24/7 Wall St. featured nine promising turnaround stocks back in April, and some of them have risen handily since. We just highlighted five that have continued to rise. RadioShack has not, as its shares were around $3.30 at the time and now are down to $2.80. While that may not be a horrible drop, considering that the stock is in turnaround mode, you have to remember that the bull market’s rising tide has lifted most ships.
RadioShack’s turnaround is based on a repositioning of the brand, revamping its product assortment and reinvigorating its (not so great) store experience, operating efficiency and financial flexibility. It remains difficult to know if RadioShack’s plan to add more than 100 concept and brand statement stores by the end of the year is a realistic goal. Changing inventory in the existing 4,300 stores may also be harder to achieve than it sounds.
RadioShack already warned that its turnaround will take several quarters. The problem is that this may be too late. Sales have remained in decline, and its most recent quarter saw a loss much wider than expected. Is it any shock that guidance was lowered for 2013 and 2014? Shares have been volatile and not seen a sustained recovery.
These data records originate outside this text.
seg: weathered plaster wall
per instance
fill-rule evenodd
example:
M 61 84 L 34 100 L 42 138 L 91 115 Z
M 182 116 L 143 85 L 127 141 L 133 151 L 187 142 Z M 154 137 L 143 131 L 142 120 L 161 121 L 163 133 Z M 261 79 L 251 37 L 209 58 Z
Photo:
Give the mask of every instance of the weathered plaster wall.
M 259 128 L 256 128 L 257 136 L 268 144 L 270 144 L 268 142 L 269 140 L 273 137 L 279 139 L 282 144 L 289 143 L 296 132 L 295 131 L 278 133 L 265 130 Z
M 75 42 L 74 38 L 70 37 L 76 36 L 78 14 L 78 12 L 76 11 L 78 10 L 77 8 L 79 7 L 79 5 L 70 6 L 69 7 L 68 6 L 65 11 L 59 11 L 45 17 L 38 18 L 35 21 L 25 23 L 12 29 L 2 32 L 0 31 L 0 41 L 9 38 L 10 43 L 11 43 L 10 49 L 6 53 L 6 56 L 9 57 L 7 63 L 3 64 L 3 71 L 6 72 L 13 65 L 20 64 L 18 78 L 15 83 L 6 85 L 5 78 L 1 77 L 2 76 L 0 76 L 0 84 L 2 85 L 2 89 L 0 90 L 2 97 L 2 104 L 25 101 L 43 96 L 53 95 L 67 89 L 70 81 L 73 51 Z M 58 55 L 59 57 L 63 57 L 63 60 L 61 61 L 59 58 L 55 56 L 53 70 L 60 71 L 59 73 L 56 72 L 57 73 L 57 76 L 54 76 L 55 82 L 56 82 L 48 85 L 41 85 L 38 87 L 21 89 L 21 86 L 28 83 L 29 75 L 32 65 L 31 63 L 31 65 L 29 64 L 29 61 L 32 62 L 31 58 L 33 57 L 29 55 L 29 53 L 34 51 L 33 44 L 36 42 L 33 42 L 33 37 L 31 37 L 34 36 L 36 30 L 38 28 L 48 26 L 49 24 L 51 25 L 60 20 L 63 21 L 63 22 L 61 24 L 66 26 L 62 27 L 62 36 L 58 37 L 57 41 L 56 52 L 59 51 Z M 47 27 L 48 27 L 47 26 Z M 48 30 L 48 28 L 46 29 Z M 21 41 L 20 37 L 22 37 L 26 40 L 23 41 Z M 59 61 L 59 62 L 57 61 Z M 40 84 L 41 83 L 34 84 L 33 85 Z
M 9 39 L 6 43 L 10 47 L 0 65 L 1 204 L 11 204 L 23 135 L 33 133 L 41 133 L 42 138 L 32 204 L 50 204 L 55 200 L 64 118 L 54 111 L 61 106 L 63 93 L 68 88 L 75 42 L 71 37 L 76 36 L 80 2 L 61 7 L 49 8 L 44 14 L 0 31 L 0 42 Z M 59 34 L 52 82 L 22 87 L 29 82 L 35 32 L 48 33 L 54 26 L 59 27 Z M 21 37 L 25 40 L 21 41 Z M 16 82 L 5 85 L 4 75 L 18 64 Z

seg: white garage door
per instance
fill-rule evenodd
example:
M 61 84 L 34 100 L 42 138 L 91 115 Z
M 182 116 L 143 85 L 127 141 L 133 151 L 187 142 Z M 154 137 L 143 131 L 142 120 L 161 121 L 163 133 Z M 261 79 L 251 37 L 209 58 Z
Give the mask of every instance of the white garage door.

Even the news of a GE refinancing of the company’s debt has failed to yield any serious sustainable benefit to RadioShack. Another concern here is that RadioShack shares failed to hold $4.00 in late September, and the stock has punished anyone who dared to believe in the story. It is hard to get a turnaround going when you keep causing losses of 30% and more for new shareholders in a short period.
We would point out that rival Best Buy Co. (NYSE: BBY) was on the list of promising turnarounds for 2013. Its shares were in a strong turnaround in April, and they have continued to rise since. Best Buy’s woes were a bit different than RadioShack’s, but it also was facing significant pressures that were in part overlapping with RadioShack. Best Buy has been able to shed its image of being a virtual showroom for Amazon and other great retailers. RadioShack remains in the position of having a hard time getting people in the door.
After closing at $2.80, its 52-week range is $1.90 to $4.36. Zacks Investment Research even recently gave RadioShack the dubious Bear of the Day rating and most analysts have simply dropped coverage.
Maybe The Shack should call Carl Icahn and see if he has any ideas. We would love to see this turnaround make the turn. It is just hard to visualize at the moment.